# Chameleon Paint - Where'd it Go?



## THRobinson (Jun 29, 2014)

So I have a few projects on the go... one of which I wanted to use that colour shifting paint on, which I normally don't like but would look good on this one, and that colour shifting paint is no where to be found. 

Rustoleum use to make a Galaxy one, violet/navy but they emailed me back and said no longer in production. Dupli-Colour use to have the Mystic paint, no longer around either. Use to go to the auto section at Canadian Tire and there'd be a dozen colours, now seems that no one makes it. Was it made of lead and asbestos? 

Other downside is, when I do find it, it's either a ridiculous price or USA which doesn't ship to Canada.

Just hoping someone on here may know who makes it or who sells it still.


----------



## Budda (May 29, 2007)

Have you called any auto body shops and asked if they can get it?


----------



## THRobinson (Jun 29, 2014)

The 2 small shops here that handle it said no, well, one said no, other said never carried it. Though makes sense I guess... I mean, doubt anyone is buying 30 cans to spray a car with. I was always surprised to see it in the auto section at Canadian Tire and not with the hobby/house paints with the rest of the Rust-oleum products.

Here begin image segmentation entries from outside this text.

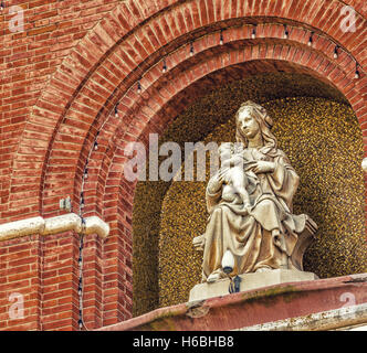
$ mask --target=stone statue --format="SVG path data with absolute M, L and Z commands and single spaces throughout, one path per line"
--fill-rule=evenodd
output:
M 228 250 L 234 257 L 231 276 L 303 270 L 303 253 L 317 228 L 306 215 L 292 212 L 300 179 L 276 146 L 266 110 L 245 101 L 235 124 L 237 143 L 222 143 L 221 168 L 207 185 L 206 233 L 193 238 L 203 250 L 202 282 L 228 278 L 222 268 Z

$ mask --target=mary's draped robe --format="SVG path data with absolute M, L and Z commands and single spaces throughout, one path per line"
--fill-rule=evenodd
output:
M 224 277 L 221 260 L 226 250 L 235 258 L 234 274 L 254 272 L 260 268 L 281 268 L 281 258 L 287 255 L 287 268 L 296 268 L 291 255 L 297 234 L 305 228 L 306 216 L 292 214 L 292 199 L 298 186 L 298 175 L 285 153 L 276 148 L 248 150 L 254 160 L 271 161 L 271 173 L 258 174 L 259 183 L 251 191 L 251 206 L 244 208 L 238 195 L 232 201 L 221 199 L 218 171 L 209 181 L 206 192 L 209 220 L 206 228 L 202 281 L 211 274 Z M 279 229 L 284 237 L 279 246 L 272 236 Z

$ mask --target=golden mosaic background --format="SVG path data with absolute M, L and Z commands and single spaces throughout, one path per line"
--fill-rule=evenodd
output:
M 286 98 L 289 96 L 295 96 Z M 334 88 L 296 74 L 252 76 L 201 98 L 177 117 L 159 142 L 233 141 L 233 115 L 253 99 L 274 119 L 279 147 L 301 176 L 294 212 L 318 224 L 305 270 L 321 278 L 367 271 L 363 141 L 352 108 Z M 209 168 L 207 168 L 209 176 Z M 134 314 L 188 300 L 200 281 L 205 182 L 139 182 L 134 203 Z

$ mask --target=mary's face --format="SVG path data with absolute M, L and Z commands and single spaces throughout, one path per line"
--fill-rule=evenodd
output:
M 249 109 L 240 111 L 238 117 L 238 128 L 248 139 L 254 138 L 260 131 L 259 122 L 252 117 Z

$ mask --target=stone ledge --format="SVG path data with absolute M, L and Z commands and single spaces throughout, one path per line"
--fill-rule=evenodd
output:
M 240 292 L 286 282 L 318 279 L 315 274 L 291 269 L 273 269 L 264 272 L 244 274 L 239 277 L 241 278 Z M 227 296 L 229 286 L 229 279 L 221 279 L 213 284 L 197 285 L 190 291 L 189 301 Z

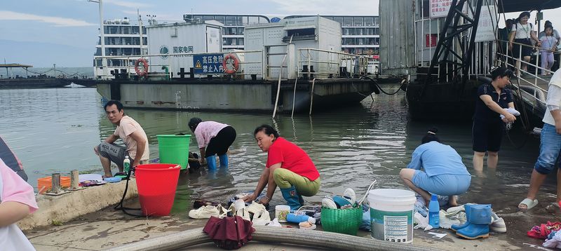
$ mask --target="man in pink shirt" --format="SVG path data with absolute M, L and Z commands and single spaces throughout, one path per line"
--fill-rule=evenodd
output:
M 216 170 L 216 157 L 220 160 L 220 168 L 228 168 L 228 149 L 236 140 L 233 127 L 215 121 L 203 121 L 199 118 L 189 121 L 189 128 L 195 133 L 201 163 L 206 160 L 209 170 Z
M 100 156 L 105 177 L 113 177 L 111 173 L 111 162 L 117 165 L 119 172 L 123 172 L 123 161 L 126 156 L 130 158 L 130 166 L 147 162 L 150 157 L 148 149 L 148 137 L 144 129 L 133 118 L 125 115 L 123 104 L 116 100 L 110 100 L 104 106 L 105 114 L 111 123 L 117 128 L 112 135 L 102 143 L 95 146 L 93 151 Z M 114 142 L 119 138 L 123 140 L 126 147 Z

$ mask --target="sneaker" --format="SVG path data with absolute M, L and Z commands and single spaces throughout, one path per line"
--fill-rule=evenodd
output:
M 491 231 L 496 233 L 506 233 L 506 224 L 504 223 L 504 219 L 494 212 L 491 213 L 491 217 L 492 219 L 492 222 L 489 226 Z
M 321 205 L 326 208 L 337 209 L 337 205 L 331 198 L 324 198 L 321 200 Z
M 201 207 L 205 206 L 205 205 L 217 206 L 217 205 L 218 205 L 218 203 L 215 203 L 214 201 L 205 201 L 205 200 L 195 200 L 194 201 L 193 201 L 193 208 L 194 209 L 197 209 L 198 208 L 201 208 Z
M 227 216 L 228 216 L 228 212 L 230 212 L 230 210 L 224 208 L 224 207 L 223 207 L 222 204 L 218 204 L 218 217 L 219 218 L 222 219 L 224 217 L 226 217 Z
M 193 219 L 208 219 L 212 216 L 215 217 L 219 216 L 217 207 L 205 205 L 198 209 L 194 209 L 189 211 L 189 217 Z
M 243 200 L 241 198 L 236 200 L 232 204 L 234 204 L 234 206 L 236 207 L 236 209 L 238 210 L 241 208 L 245 208 L 245 201 L 243 201 Z
M 236 212 L 236 216 L 239 216 L 242 217 L 243 219 L 251 222 L 251 218 L 250 217 L 250 212 L 248 212 L 248 210 L 245 209 L 245 208 L 242 208 L 241 209 L 238 209 L 238 211 Z
M 259 210 L 253 214 L 253 220 L 252 223 L 257 226 L 265 226 L 267 223 L 271 222 L 271 215 L 269 215 L 269 211 Z
M 264 205 L 263 205 L 262 204 L 258 203 L 257 203 L 255 201 L 252 201 L 251 204 L 250 205 L 245 207 L 245 209 L 247 209 L 249 212 L 252 213 L 254 215 L 256 214 L 259 211 L 262 211 L 262 210 L 266 211 L 266 209 L 265 209 L 265 206 Z
M 343 192 L 343 198 L 349 201 L 351 205 L 356 203 L 356 193 L 350 187 L 345 189 L 345 191 Z

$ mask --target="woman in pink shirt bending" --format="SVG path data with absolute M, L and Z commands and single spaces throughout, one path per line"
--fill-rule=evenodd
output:
M 35 250 L 15 222 L 38 208 L 33 187 L 0 158 L 0 250 Z
M 216 157 L 220 160 L 220 168 L 228 168 L 228 149 L 236 140 L 233 127 L 215 121 L 203 121 L 199 118 L 189 121 L 189 128 L 195 134 L 201 150 L 201 163 L 205 161 L 209 170 L 216 170 Z M 204 157 L 204 158 L 203 158 Z

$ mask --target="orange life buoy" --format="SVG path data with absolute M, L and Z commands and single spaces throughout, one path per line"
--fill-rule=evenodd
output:
M 232 62 L 229 63 L 232 66 L 232 69 L 229 69 L 226 66 L 229 65 L 228 60 L 231 60 Z M 238 68 L 240 67 L 240 62 L 238 60 L 238 57 L 236 57 L 234 54 L 230 53 L 226 55 L 224 57 L 224 61 L 222 61 L 222 69 L 224 69 L 224 73 L 227 74 L 234 74 L 236 72 L 238 72 Z
M 142 68 L 144 68 L 144 70 L 142 72 L 138 69 L 138 65 L 141 62 L 142 62 Z M 136 60 L 136 62 L 135 62 L 135 72 L 136 72 L 136 74 L 139 76 L 148 76 L 148 62 L 142 57 Z

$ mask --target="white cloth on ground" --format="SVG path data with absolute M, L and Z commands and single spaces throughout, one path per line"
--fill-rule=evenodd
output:
M 415 225 L 413 229 L 423 229 L 424 231 L 433 229 L 433 226 L 428 224 L 428 215 L 423 217 L 419 212 L 415 212 L 415 214 L 413 215 L 413 219 L 414 219 L 414 223 L 417 223 L 417 225 Z
M 561 231 L 555 233 L 553 238 L 546 240 L 542 245 L 546 247 L 561 248 Z

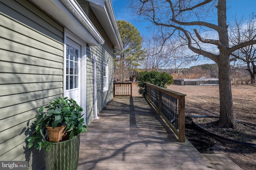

Was going to see if Napa makes it, but they usually need a paint code number... not sure any cars were done in colour shift paints from the factory.


----------



## knight_yyz (Mar 14, 2015)

Michael's Folk Art color shift paint 
Introducing NEW FolkArt Color Shift™ | Plaid Online


----------



## THRobinson (Jun 29, 2014)

Not sure what that is... looks like normal paint with a bit of pearl in it... more shimmery than colour changing.

The stuff I'm looking for is like this... also couldn't find the Dupont stuff... not sure if sold in cans or not, may have been a custom mix.


----------



## THRobinson (Jun 29, 2014)

Hmm... person I deal with at NAPA/IdealSupply has some NOS cans of a blue/green/gold... which is nice, but, doesn't match the guitar. The gold kinda killed it. If I had gold hardware, maybe... otherwise with the chrome, not so much.

It's weird how that stuff was everywhere and now vanished completely. :S


----------



## BSTheTech (Sep 30, 2015)

It fell out of favour when every sketchy ******* in town painted their Cavalier with it.


----------



## cboutilier (Jan 12, 2016)

The auto scene has moved to vinyl wraps for such looks.


----------



## THRobinson (Jun 29, 2014)

True... but... let's face it, Rust-oleum in a spray can wasn't really car specific. Lot's of people used it for crafts and such.

Paint shop said they make it but something like $1000/gal or something. So... that's a hard pass. 

My local Napa/IdealSupply doesn't mix paint, it all gets done at a central location (Stratford) and the guy said they have paint samples and books there and some pearls and such as well so, will stop in and have a look maybe next weekend or so.

Was just hoping another brand made it and maybe someone knew where it was.

Other paint I'm having issue with is Hammerite Dark Blue Hammered spray paint. Seems common in the UK, not sold in Canada. I know Rustoleum has hammered, but way too light or way to dark. I have an old BEACH toolbox done in that colour, amazing shape, but outside needs a new coat of paint. Been going nuts finding that. Can however get it here in a can, not aerosol... but more than I need and very pricey, like $80 or something. 

http://www.kilz.com/MCContent/MC_Ar...ges/HRC_ArticleImg_HammeredColors_427x411.jpg


----------



## alwaysflat (Feb 14, 2016)

Epiphone did that on LP Studio a while back. Winter-NAMM-2007-Press-Release--Les-Paul-Studio-Chameleon


----------



## THRobinson (Jun 29, 2014)

Fender as well, even with the neck... not sure how that lasted after a few years of playing though


----------